I think the paper is very interesting, and I have a few small comments about potential improvements:
1. When examining the ellipsoid in section 2.2, it would be very useful to write down the frame in which the spinors are given.
2. Similarly, it would be useful to write down the gamma matrices that are used throughout the paper, and also explain the conventions used for multiplying spinors (for instance, in (2.6)).
3. I suspect that in equation (3.3) the right-hand sides of the two lines were accidentally swapped. The authors should double check whether the equations are correct as written.
4. Regarding (A.6): for 3d theories with ${\cal N} = 4$ supersymmetry, one can have vector multiplets and hypermultiplets, but one can also have twisted vector multiplets and twisted hypermultiplets. It would be useful to give the partition functions of the latter two as well, in case they are different from the ones for vector multiplets and hypermultiplets, respectively.
5. Actually, the authors should check whether the formulas in (A.6) are correct. I would've thought that the second line should either have only $\cosh (\pi b \langle \sigma, \alpha \rangle )$ or $\cosh (\pi b^{-1} \langle \sigma, \alpha \rangle )$, with a product over all roots, but I may be wrong. (In other words, I would've thought that this formula should not be symmetric under $b \to 1/b$.)
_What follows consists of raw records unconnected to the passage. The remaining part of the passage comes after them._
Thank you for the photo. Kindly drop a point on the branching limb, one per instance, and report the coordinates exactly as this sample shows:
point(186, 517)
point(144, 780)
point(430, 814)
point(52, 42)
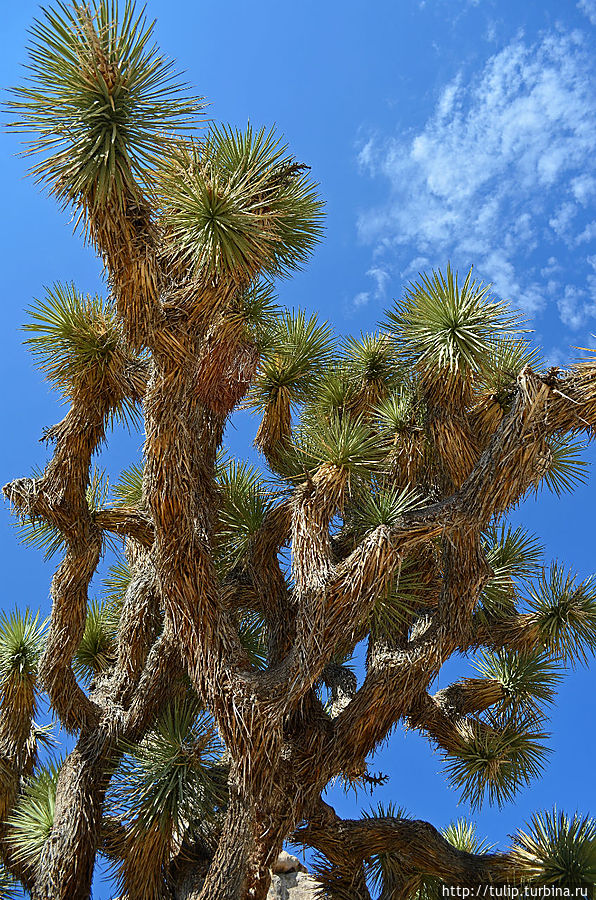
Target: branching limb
point(418, 844)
6. It wasn't clear to me whether the "explaination" of the fact that the partition function of ABJM theory is independent of squasing (provided that the mass is tuned such that there is enhanced supersymmetry) is complete. The authors have shown that there is enhanced supersymmetry, but what I think is still needed is to show that the squashing deformation is Q-exact in this case. It would be great if the authors could add some clarifying comments about whether this Q-exactness is obvious from their analysis, or whether there is still some work to be done.
In any case, I think this paper is of interest to the community of researchers studying supersymmetric field theories on curved manifolds, so I recommend it for publication after the authors have had a chance to consider the improvements/comments mentioned above.
Anonymous Report 1 on 2021-8-19 (Invited Report)
- Cite as: Anonymous, Report on arXiv:2107.07151v1, delivered 2021-08-18, doi: 10.21468/SciPost.Report.3412
Strengths
1. Gives a clear geometrical explanation for a recently observed simplification of the squashed sphere free energy for ABJM theory.
Report
This paper explains a recently observed demonstration of the simplification of the mass deformed squashed sphere free energy in ABJM theory when the mass is fixed to a certain function of squashing. The explanation is that supersymmetry is enhanced specifically at this point, which the authors show explicitly. They also show a similar simplification at a different value of the mass, and also similar simplifications for 3d CFTs with less supersymmetry.
Requested changes
1. on page 1, it says "Using holographic duality, these relations imply non-trivial constraints on string theory amplitudes and can be used to rule out certain
higher-derivative terms in string theory effective actions". I would more accurately say that the constraints allow one to fix protected terms in the effective action, which in some case turn out to be zero (but in other cases are nonzero).
2. on page 2, it says "A similar phenomenon was discovered by [17] for ABJM theory". This relation was actually shown for the more general case of ABJ theory (ie nonequal ranks of the gauge group). In general throughout the paper, it would be useful to generalize results to the case of ABJ, which should be straightforward.
3. it would be useful to reference the results of appendix A.2 for the Nf model in the main text, as otherwise readers might not be aware of it.